Japanese Novelist and Miyamoto Yuriko: Communist, Feminist, and Torture

Japanese Novelist and Miyamoto Yuriko: Communist, Feminist, and Torture

Lee Jay Walker

Modern Tokyo Times

The Japanese novelist and short-story writer Miyamoto Yuriko (1899–1951) could easily have slipped into the soft, conformist tapestry of her era. Instead, born into privilege yet unwilling to be sheltered by it, she chose the sharper path: to remain faithful to her own political and social convictions, no matter the cost.

That cost was brutally exacted during the storm of rising nationalism and militarism in the early Shōwa Period. In 1942, under harsh interrogation and torture, Miyamoto suffered a devastating heatstroke—an affliction that shadowed her health for the remainder of her life until her passing in 1951. Yet she refused to yield. Her steadfastness was not born of obstinacy alone, but of unyielding commitment to her communist ideals, which she regarded as inseparable from the struggle for human dignity.
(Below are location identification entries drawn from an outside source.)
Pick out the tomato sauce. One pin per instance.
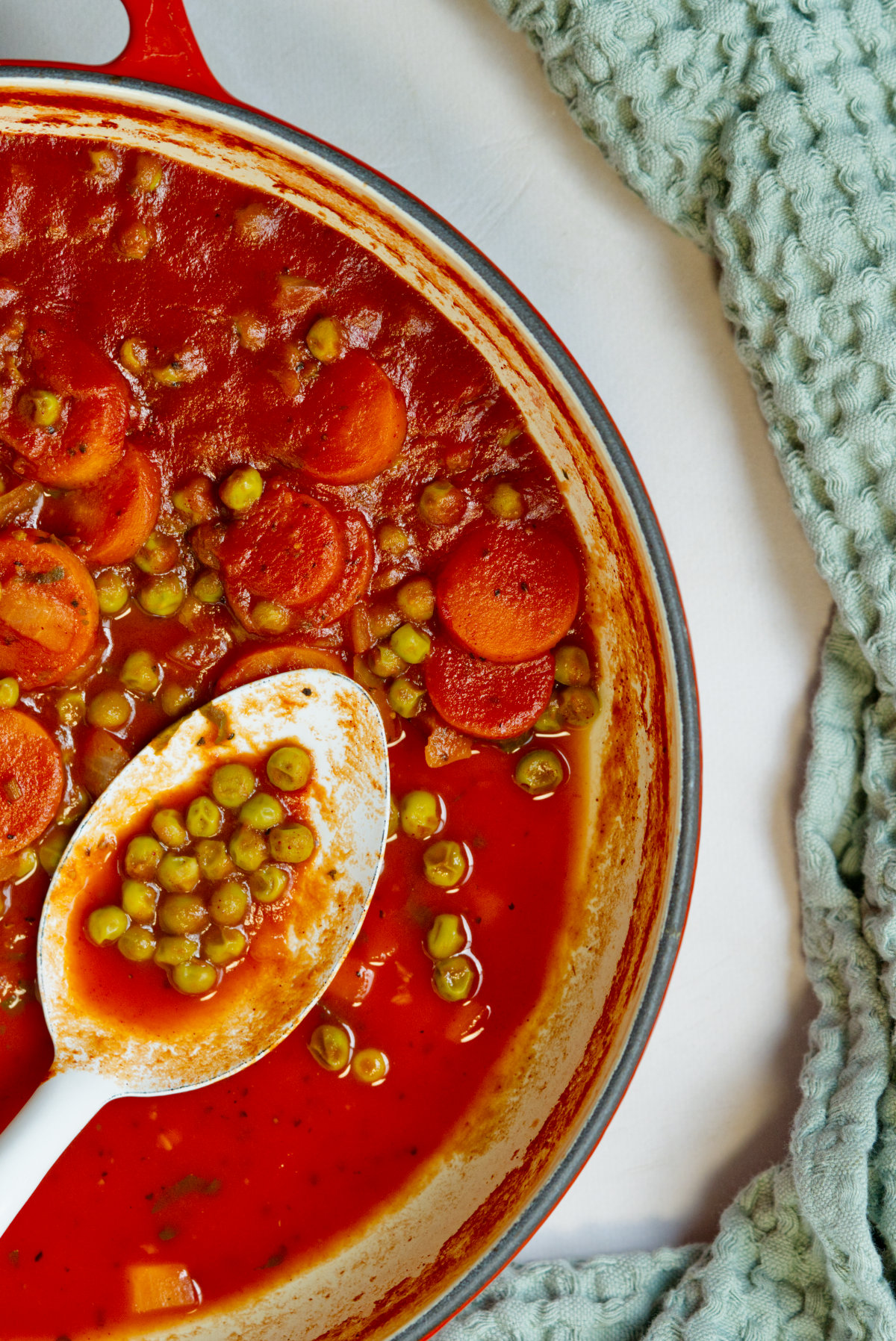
(375, 441)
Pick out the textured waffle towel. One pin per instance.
(766, 131)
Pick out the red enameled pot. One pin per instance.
(474, 1207)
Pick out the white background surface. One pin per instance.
(444, 99)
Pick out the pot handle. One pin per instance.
(161, 49)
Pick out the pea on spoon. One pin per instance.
(104, 1051)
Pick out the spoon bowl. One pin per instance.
(106, 1048)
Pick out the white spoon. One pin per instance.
(104, 1051)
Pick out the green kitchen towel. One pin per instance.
(766, 131)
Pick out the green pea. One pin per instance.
(270, 617)
(416, 600)
(540, 771)
(420, 815)
(247, 847)
(175, 699)
(232, 785)
(161, 596)
(291, 842)
(143, 857)
(269, 884)
(52, 849)
(552, 719)
(242, 488)
(411, 644)
(106, 924)
(454, 978)
(441, 503)
(330, 1048)
(158, 554)
(289, 768)
(228, 904)
(579, 706)
(385, 663)
(369, 1065)
(168, 828)
(140, 672)
(175, 950)
(572, 665)
(506, 503)
(178, 874)
(178, 915)
(138, 900)
(214, 860)
(262, 812)
(405, 697)
(208, 588)
(195, 979)
(111, 709)
(223, 945)
(8, 692)
(204, 818)
(444, 864)
(72, 707)
(137, 945)
(325, 340)
(112, 591)
(26, 864)
(43, 408)
(447, 936)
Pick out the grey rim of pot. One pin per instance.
(682, 881)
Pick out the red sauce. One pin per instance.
(249, 1177)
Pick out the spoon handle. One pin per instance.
(34, 1140)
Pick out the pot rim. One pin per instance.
(683, 872)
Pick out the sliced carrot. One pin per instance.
(49, 612)
(289, 547)
(161, 1285)
(274, 660)
(355, 576)
(87, 438)
(108, 522)
(355, 421)
(447, 746)
(508, 593)
(483, 699)
(31, 780)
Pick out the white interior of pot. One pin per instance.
(392, 1270)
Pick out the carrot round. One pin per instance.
(482, 697)
(355, 576)
(31, 780)
(508, 593)
(49, 612)
(274, 660)
(69, 417)
(108, 522)
(355, 421)
(287, 547)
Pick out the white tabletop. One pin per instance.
(441, 97)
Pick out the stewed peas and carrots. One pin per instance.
(190, 886)
(289, 460)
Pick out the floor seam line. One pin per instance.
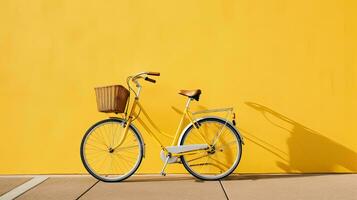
(225, 193)
(87, 190)
(23, 188)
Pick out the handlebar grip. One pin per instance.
(154, 73)
(150, 80)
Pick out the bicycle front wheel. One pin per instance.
(101, 155)
(225, 153)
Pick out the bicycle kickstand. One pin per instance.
(164, 167)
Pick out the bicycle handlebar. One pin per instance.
(149, 79)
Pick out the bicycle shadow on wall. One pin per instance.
(308, 150)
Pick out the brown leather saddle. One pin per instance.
(193, 94)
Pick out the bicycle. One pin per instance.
(209, 147)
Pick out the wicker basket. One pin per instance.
(111, 99)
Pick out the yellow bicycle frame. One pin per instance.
(186, 115)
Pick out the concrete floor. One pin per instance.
(306, 187)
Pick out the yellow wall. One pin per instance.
(288, 67)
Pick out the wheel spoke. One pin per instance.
(104, 162)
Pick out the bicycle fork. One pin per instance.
(163, 173)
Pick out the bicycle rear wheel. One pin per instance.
(101, 156)
(226, 151)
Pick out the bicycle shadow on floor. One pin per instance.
(308, 150)
(236, 177)
(146, 178)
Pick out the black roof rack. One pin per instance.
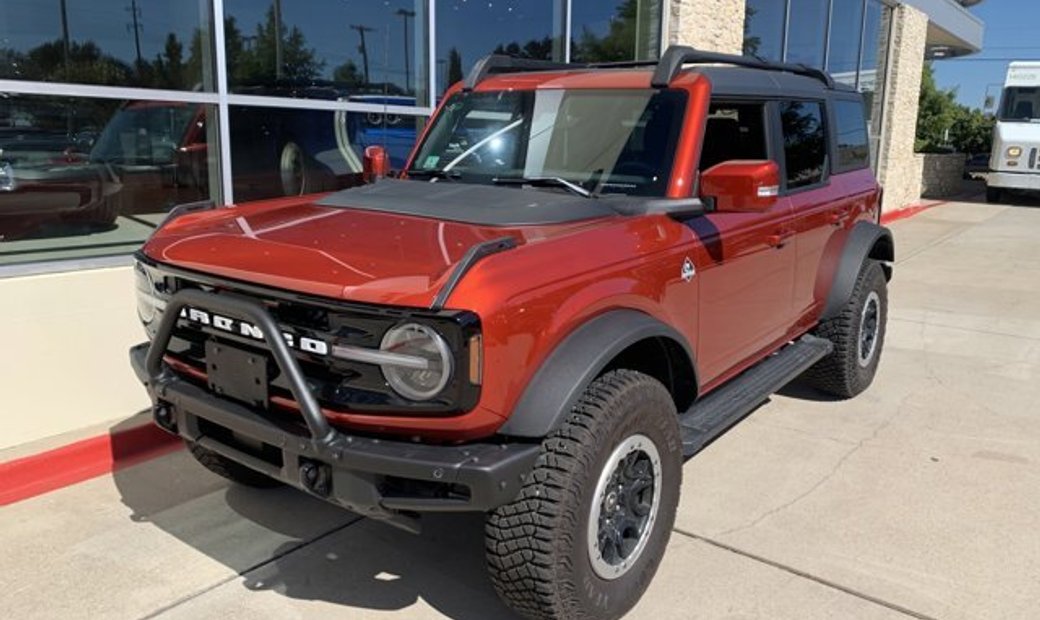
(666, 69)
(675, 56)
(496, 63)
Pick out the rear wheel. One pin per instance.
(586, 534)
(225, 467)
(858, 334)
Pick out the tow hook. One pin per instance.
(316, 476)
(164, 417)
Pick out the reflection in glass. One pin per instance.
(763, 24)
(621, 30)
(122, 43)
(277, 152)
(806, 32)
(615, 141)
(348, 47)
(93, 177)
(469, 30)
(877, 26)
(847, 26)
(804, 143)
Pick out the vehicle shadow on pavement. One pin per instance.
(283, 541)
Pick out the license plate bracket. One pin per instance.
(237, 373)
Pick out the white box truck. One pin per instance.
(1014, 163)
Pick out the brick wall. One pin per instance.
(899, 168)
(710, 25)
(942, 175)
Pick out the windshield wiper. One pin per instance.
(544, 182)
(435, 174)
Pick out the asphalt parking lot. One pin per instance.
(920, 498)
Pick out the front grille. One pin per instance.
(339, 385)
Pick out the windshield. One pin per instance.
(1021, 104)
(144, 135)
(614, 141)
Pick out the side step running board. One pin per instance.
(711, 415)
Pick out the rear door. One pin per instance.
(828, 183)
(747, 274)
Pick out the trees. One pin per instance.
(945, 125)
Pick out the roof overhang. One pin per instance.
(952, 29)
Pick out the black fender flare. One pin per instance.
(576, 362)
(866, 240)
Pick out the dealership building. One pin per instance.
(112, 111)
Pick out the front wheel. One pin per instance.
(588, 531)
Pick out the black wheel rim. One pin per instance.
(624, 507)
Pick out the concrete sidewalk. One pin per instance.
(919, 498)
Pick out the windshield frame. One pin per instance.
(1007, 97)
(676, 102)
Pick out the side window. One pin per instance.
(804, 141)
(733, 131)
(854, 151)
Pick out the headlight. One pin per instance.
(150, 304)
(7, 178)
(419, 381)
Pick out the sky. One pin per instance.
(1012, 33)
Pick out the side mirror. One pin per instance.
(742, 186)
(377, 164)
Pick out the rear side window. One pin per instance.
(733, 131)
(854, 152)
(804, 141)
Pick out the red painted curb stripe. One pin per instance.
(74, 463)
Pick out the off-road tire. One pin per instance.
(840, 372)
(537, 545)
(225, 467)
(993, 195)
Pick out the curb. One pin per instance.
(82, 460)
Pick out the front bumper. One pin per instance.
(1006, 180)
(380, 479)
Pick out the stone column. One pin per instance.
(709, 25)
(899, 171)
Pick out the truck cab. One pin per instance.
(1015, 160)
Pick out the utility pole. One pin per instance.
(136, 26)
(65, 39)
(406, 16)
(279, 60)
(363, 48)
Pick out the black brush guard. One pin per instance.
(389, 480)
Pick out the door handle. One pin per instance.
(780, 238)
(838, 216)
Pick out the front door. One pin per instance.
(746, 263)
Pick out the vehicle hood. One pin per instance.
(361, 254)
(1023, 135)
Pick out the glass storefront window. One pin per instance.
(807, 32)
(125, 43)
(877, 27)
(93, 177)
(278, 152)
(763, 26)
(847, 28)
(623, 30)
(469, 30)
(293, 49)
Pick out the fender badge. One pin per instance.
(689, 270)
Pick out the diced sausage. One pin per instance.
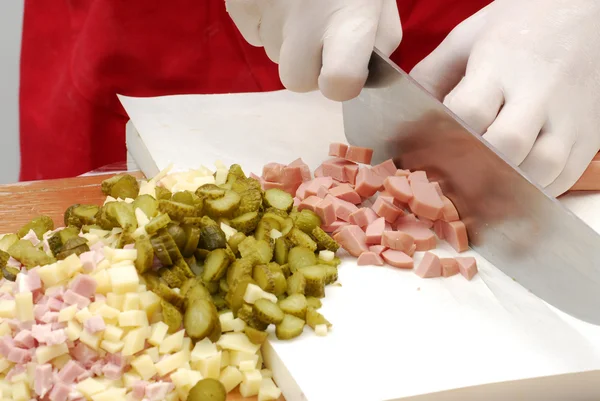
(396, 240)
(397, 259)
(467, 266)
(367, 182)
(425, 201)
(353, 239)
(420, 176)
(358, 154)
(386, 168)
(375, 231)
(424, 237)
(369, 259)
(387, 210)
(449, 212)
(455, 233)
(399, 187)
(326, 211)
(347, 193)
(363, 217)
(338, 149)
(310, 203)
(429, 267)
(449, 267)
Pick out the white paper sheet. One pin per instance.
(394, 335)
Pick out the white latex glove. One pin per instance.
(324, 44)
(526, 75)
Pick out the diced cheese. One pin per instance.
(73, 330)
(45, 353)
(172, 343)
(170, 363)
(254, 292)
(237, 342)
(124, 279)
(158, 333)
(144, 366)
(24, 306)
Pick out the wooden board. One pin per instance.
(20, 202)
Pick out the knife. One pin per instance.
(510, 220)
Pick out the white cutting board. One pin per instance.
(395, 336)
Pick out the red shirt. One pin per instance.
(77, 54)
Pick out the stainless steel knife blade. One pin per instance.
(510, 220)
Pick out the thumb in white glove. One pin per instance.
(526, 75)
(320, 44)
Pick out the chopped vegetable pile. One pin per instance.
(168, 290)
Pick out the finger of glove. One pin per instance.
(246, 15)
(477, 99)
(515, 130)
(443, 68)
(389, 31)
(347, 49)
(579, 158)
(548, 157)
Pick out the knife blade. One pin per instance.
(510, 220)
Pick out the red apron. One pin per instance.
(77, 54)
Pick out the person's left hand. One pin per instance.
(526, 75)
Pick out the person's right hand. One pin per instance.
(324, 44)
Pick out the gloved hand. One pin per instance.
(324, 44)
(526, 75)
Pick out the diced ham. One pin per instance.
(310, 203)
(326, 211)
(397, 240)
(385, 169)
(60, 392)
(467, 266)
(42, 382)
(387, 210)
(84, 285)
(425, 201)
(358, 154)
(455, 233)
(449, 267)
(375, 231)
(70, 372)
(369, 259)
(353, 239)
(338, 149)
(363, 217)
(449, 212)
(367, 182)
(347, 193)
(430, 266)
(399, 187)
(397, 259)
(424, 237)
(420, 176)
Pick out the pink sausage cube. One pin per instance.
(467, 266)
(374, 231)
(338, 149)
(369, 259)
(367, 182)
(397, 240)
(387, 210)
(429, 267)
(358, 154)
(425, 201)
(347, 193)
(309, 203)
(397, 259)
(449, 267)
(326, 211)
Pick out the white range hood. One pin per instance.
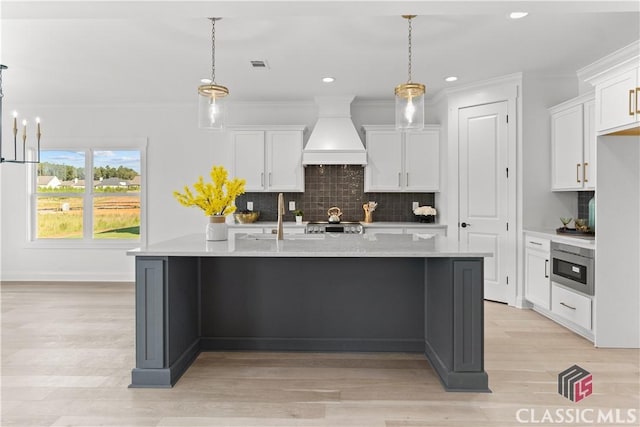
(334, 139)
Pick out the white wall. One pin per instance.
(541, 207)
(177, 153)
(617, 309)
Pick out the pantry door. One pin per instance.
(483, 194)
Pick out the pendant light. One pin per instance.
(211, 96)
(410, 98)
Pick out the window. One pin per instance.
(105, 204)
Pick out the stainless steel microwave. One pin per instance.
(573, 266)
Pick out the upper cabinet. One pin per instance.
(402, 161)
(268, 158)
(616, 78)
(617, 99)
(573, 142)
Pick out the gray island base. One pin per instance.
(397, 293)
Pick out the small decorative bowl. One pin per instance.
(581, 224)
(425, 218)
(246, 217)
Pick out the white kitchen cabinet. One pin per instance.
(269, 159)
(402, 161)
(617, 99)
(573, 141)
(571, 306)
(537, 270)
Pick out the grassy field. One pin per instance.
(113, 217)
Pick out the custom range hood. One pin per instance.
(334, 139)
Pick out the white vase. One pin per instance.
(217, 228)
Her sense of justice emerged early, during her studies at Ochanomizu Girls’ Middle School in Tokyo, where she first witnessed the stark inequalities woven into daily life. Economic injustice drew her toward socialism, a current that runs visibly through works such as Noson (“Farming Village”) and Mazushiki Hitobito no Mure (“A Crowd of Poor People”). Over time, feminism, too, became an essential pillar of her worldview. For Miyamoto, the liberation of women and the liberation of the oppressed were not separate threads—they were part of the same tapestry she sought to re-weave through both her literature and her life.

Miyamoto was already a voracious reader in her teenage years, devouring books as though each page were a doorway into a larger, more troubling world. The voices that shaped her youth were formidable: Chekhov’s quiet melancholy, Dostoyevsky’s tormented introspection, Gorky’s revolutionary fervor, Nietzsche’s challenging provocations, Poe’s shadows, Rolland’s humanism, Tolstoy and Turgenev’s moral landscapes, and Shakespeare’s vast, unshakeable humanity. Alongside these giants, she immersed herself in the rising brilliance of Meiji and early Taishō writers, absorbing their attempts to reconcile modernity, identity, and social change.

Her years in the Soviet Union (1927–1930) left an indelible mark. It is fashionable to say she never truly saw “the real” Soviet Union—but then, who ever fully sees a nation? Even today, countless visitors to America never grasp the enormity of its own hardships: the silent toll of overdose deaths, sprawling homelessness, and other deep-rooted social crises. In the same way, Miyamoto’s Soviet experience was shaped by what stood before her eyes in that moment of history. To her, the collectivization schemes, the ambitions of planned development, and the prominent role of women likely appeared vivid, modern, and full of promise—especially when contrasted with a world in which slavery remained legal in Mecca into the 1960s, European empires still fed on distant lands, and the Great Depression was plunging millions into despair.

From 1932 to 1942, Miyamoto lived under the constant shadow of surveillance and repression. Arrest followed arrest; imprisonment became a recurring punctuation mark in her life. In total, she spent roughly two years in prison, sharing hardship with countless other Japanese communists who refused to abandon their convictions.

Yet despite every interrogation, every cell, every attempt to break her spirit, Miyamoto carried her ideals with her until the end. Her loyalty to communism was not casual—it was the compass by which she steered her life, even when the journey cost her dearly.

In the fragile years before her death in 1951—still burdened by the lingering damage inflicted during her brutal interrogation in 1942—Miyamoto wrote with striking constancy, as though literature itself were the breath that kept her going. Despite her failing health, new works continued to emerge from her pen: Banshū Heiya (“The Banshū Plain,” 1947), Fūchisō (“The Weathervane Plant,” 1947), Futatsu no Niwa (“The Two Gardens,” 1948), and Dohyō (“Landmark,” 1950).

These late novels read almost like acts of defiance—quiet but unwavering. To her final days, Miyamoto refused to yield either to the rising tide of anti-communism in postwar Japan or to the relentless decline of her own body. Writing became her last stand, her final gesture of loyalty to the ideals she had carried through every hardship. In this way, she left the world exactly as she had lived within it: unbowed, unbroken, and profoundly committed to the dignity of the oppressed.